Evaluation of Committee. Annually evaluate the performance of the
Committee, in cooperation with the Corporate Governance Committee.
Review and Publication of Charter. Review and reassess the adequacy of
this Charter at least annually and recommend any proposed changes to the
Board, as appropriate, and publish this Charter as required by applicable law,
in cooperation with the Corporate Governance Committee.
4. Reports to Board; Meetings, Minutes.
4.1 Recommendations; Reports. Regularly report to the Board on the Committee’s
activities, and its conclusions with respect to the independent auditor, and make
appropriate recommendations to the Board.
4.2 Executive Sessions. The Committee shall meet periodically (with such frequency as
it determines) with each of the independent auditor, head of Internal Audit (or other
personnel responsible for the Company’s internal audit function) and management in
separate executive sessions.
4.3 Other Meetings.Other meetings will be with such frequency, and at such times, as its Chairman or a majority of the Committee determines, but the Committee shall meet at least quarterly. Special meetings of the Committee may be called by the Chairman and will be called promptly upon the request of any two Committee members. The agenda of each meeting will be prepared by the Chairman and circulated, if practicable, to each member prior to the meeting date. Unless the Committee or the Board adopts other procedures, the provisions of the Company’s Bylaws applicable to meetings of Board committees will govern meetings of the Committee.
4.4 Minutes. The Committee will keep written minutes of its meetings, which minutes
shall be provided to the Board and maintained with the books and records of the
5. Subcommittees. The Committee has the power to appoint and delegate matters to
subcommittees, but no subcommittee will have any final decision-making authority on
behalf of the Board or the Committee (except as expressly permitted pursuant to Section
3.1(e) above). The Committee may delegate to any member thereof such power and
authority to execute documents and carry out actions on behalf of the Committee as the
Committee deems appropriate.
6. Advisors and Counsel; Reliance; Investigations; Cooperation.
6.1 Retention of Advisors and Counsel. The Committee has the power, in its sole discretion, to obtain advice and assistance from, and the authority to engage at the Company’s expense, such independent or outside legal counsel, accounting or other advisors and experts as it determines necessary or appropriate to carry out its duties, and in connection therewith to receive appropriate funding, as determined by the Committee, from the Company.
6.2 Determine Administrative Expenses. The Committee has the power to determine the level of ordinary administrative expenses of the Committee that are necessary or appropriate in carrying out its duties, which expenses shall be borne by the Company.
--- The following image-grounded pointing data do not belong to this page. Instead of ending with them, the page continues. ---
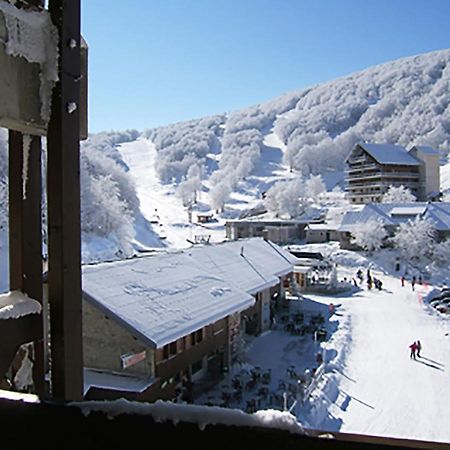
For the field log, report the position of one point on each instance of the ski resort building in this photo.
(391, 215)
(373, 168)
(278, 231)
(152, 322)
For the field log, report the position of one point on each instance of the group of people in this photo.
(371, 280)
(415, 349)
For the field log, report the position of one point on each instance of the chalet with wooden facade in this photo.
(373, 168)
(391, 215)
(279, 231)
(151, 322)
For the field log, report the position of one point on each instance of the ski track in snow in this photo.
(380, 390)
(158, 201)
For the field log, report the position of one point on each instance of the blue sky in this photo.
(156, 62)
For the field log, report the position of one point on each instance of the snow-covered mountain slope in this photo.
(240, 155)
(228, 162)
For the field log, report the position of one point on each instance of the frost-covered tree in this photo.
(181, 145)
(187, 190)
(314, 186)
(287, 198)
(398, 194)
(220, 194)
(415, 238)
(370, 235)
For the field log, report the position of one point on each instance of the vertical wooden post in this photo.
(64, 245)
(25, 236)
(15, 167)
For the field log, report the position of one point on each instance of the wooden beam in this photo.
(64, 245)
(25, 234)
(15, 157)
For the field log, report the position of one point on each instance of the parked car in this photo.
(443, 308)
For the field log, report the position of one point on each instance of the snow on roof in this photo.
(390, 154)
(162, 298)
(16, 304)
(250, 264)
(320, 226)
(439, 213)
(395, 213)
(426, 149)
(408, 210)
(115, 381)
(162, 411)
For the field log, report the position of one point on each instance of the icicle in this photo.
(26, 156)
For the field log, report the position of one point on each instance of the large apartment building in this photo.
(373, 168)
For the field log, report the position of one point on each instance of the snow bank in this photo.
(16, 304)
(202, 415)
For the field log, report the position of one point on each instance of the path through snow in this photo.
(378, 389)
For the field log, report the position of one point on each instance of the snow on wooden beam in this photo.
(28, 58)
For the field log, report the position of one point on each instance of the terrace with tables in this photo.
(276, 369)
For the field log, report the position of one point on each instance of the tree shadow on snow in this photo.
(432, 361)
(429, 365)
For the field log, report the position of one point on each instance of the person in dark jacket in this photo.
(419, 348)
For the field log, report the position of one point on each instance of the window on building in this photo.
(170, 350)
(197, 366)
(197, 337)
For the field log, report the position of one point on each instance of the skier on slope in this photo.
(419, 348)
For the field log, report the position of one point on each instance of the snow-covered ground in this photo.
(158, 202)
(370, 385)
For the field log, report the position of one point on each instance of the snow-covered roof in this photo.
(16, 304)
(395, 213)
(162, 298)
(114, 381)
(426, 149)
(408, 210)
(320, 226)
(390, 154)
(251, 264)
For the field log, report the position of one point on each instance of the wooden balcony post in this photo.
(64, 274)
6.3 Reliance Permitted. The Committee may act in reliance on management, the Company’s independent auditor, head of Internal Audit, and advisors and experts, as it deems necessary or appropriate.
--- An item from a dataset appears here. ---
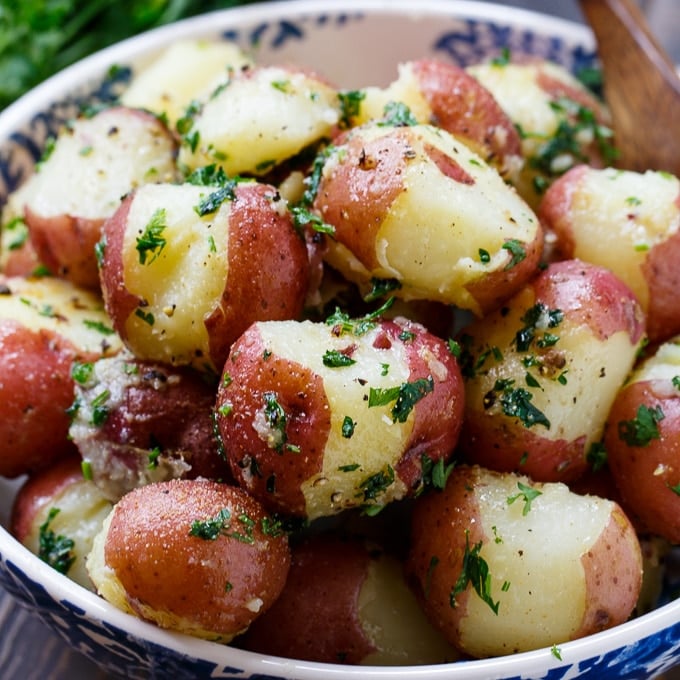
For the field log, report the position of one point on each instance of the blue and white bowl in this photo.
(354, 43)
6.4 Investigations. The Committee has the power, in its discretion, to conduct any investigation it deems necessary or appropriate to enable it to carry out its duties.
6.5 Required Participation of Employees. The Committee shall have unrestricted access to the Company’s employees, independent auditor, internal auditors, internal and outside counsel, and may require any employee of the Company or representative of the Company’s outside counsel or independent auditor to attend meetings of the Committee or to meet with any members of the Committee or representative of the Committee’s counsel, advisors or experts.
7. Rules and Procedures. Except as expressly set forth in this Charter or the Company’s Certificate of Incorporation, Bylaws or Corporate Governance Guidelines, or as otherwise provided by law or the rules of the SEC or NASDAQ, the Committee shall establish its own rules and procedures. A majority of the members of the Committee shall constitute a quorum and the Committee may act by a majority of its members unless otherwise specified in this Charter.
This Charter is in all respects subject to the provisions of the Certificate of Incorporation and Bylaws of the Company. This Charter may be amended from time to time upon the approval of the Board.